Гибель красных Моисеев. Начало террора. 1918 год. Николай Коняев
Чтение книги онлайн.
Читать онлайн книгу Гибель красных Моисеев. Начало террора. 1918 год - Николай Коняев страница 21
Автомобиль Владимира Ильича обстреляли на Симеоновском мосту через Фонтанку, но обстреляли так удачно, что сам Ленин не пострадал, а сопровождавший его Фриц Платтен почему-то оказался раненным в руку.
Видимо, этой рукой «швейцарский товарищ» и заслонил вождя, когда, по выражению Марии Ильиничны Ульяновой, «первым делом схватил голову Владимира Ильича»…
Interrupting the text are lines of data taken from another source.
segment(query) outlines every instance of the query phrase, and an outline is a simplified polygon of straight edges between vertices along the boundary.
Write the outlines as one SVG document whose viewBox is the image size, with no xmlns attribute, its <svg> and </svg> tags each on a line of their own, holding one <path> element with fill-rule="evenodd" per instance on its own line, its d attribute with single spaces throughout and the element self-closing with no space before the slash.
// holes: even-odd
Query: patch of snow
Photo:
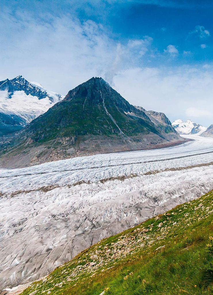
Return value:
<svg viewBox="0 0 213 295">
<path fill-rule="evenodd" d="M 179 134 L 201 134 L 207 128 L 202 125 L 195 123 L 189 119 L 184 122 L 178 119 L 174 121 L 171 124 Z"/>
<path fill-rule="evenodd" d="M 1 170 L 0 285 L 38 278 L 100 240 L 213 189 L 212 165 L 178 170 L 213 161 L 213 138 L 183 137 L 193 141 Z"/>
</svg>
Тем не менее легкое ранение «швейцарского товарища» дало повод товарищу Григорию Евсеевичу Зиновьеву провести 3 января 1918 года на заседании Петроградского совета рабочих и солдатских депутатов грозную резолюцию:
«Рабочая и крестьянская революция до сих пор не прибегала к методам террористической борьбы против представителей контрреволюции. Но мы заявляем всем врагам рабочей и социалистической революции: рабочие, солдаты и крестьяне сумеют сохранить неприкосновенность своих товарищей и лучших борцов за социализм. За каждую жизнь нашего товарища господа буржуа и их прислужники – правые эсеры – ответят рабочему классу.
Петроградский совет делает настоящее предупреждение во всеуслышание. Вы предупреждены, господа вожди контрреволюции».
Резолюция была опубликована в тот день, когда большевики ввели в Петроград верные матросские части.
Депутаты Учредительного собрания тоже не теряли времени, но матросских частей у них не было…
«Памятен последний митинг накануне открытия Учредительного собрания, – вспоминает преображенец С.В. Милицын. – Ждали Чернова, но он не приехал. Меня поразила речь сибирского депутата, на другой день убитого красногвардейцами на Марсовом поле. Он каким-то зловещим, проникновенным шепотом закончил свою речь словами:
«Сегодня страшная ночь, преображенцы, от вас русский народ многого ждет»; я заметил по некоторым лицам, что эти слова произвели впечатление.
Напрасно большевик Шубин пытался вышутить этого оратора, сравнив его с Керенским, который тоже все пугал и даже несколько раз предлагал стреляться и перейти через его труп, а сам в критическую минуту преспокойно удрал.
Впечатление не рассеялось.
Я и сейчас помню это лицо – большое, серо-бледное, с длинными прямыми волосами и большой русой бородой. Лицо склоненно протянутое к слушателям с застывшим жестом правой руки и этот предсмертный шепот.
Что чувствовал в ту минуту этот трагически погибший за свободу народа человек? Может быть, уже видел веяние смерти над своей головой и гибель великого освобождения. Была полная тишина. Все как-то сразу насторожились. Что, если бы тогда они знали, что завтра эта голова будет раздроблена винтовочным залпом и мозги будут валяться растоптанными, смешанными с грязью на Марсовом поле? Не дрогнули бы их сердца еще более и не зажглись бы желанием подвига и служения великому делу? И как знать! Не пошли бы ли они за ним?»[48].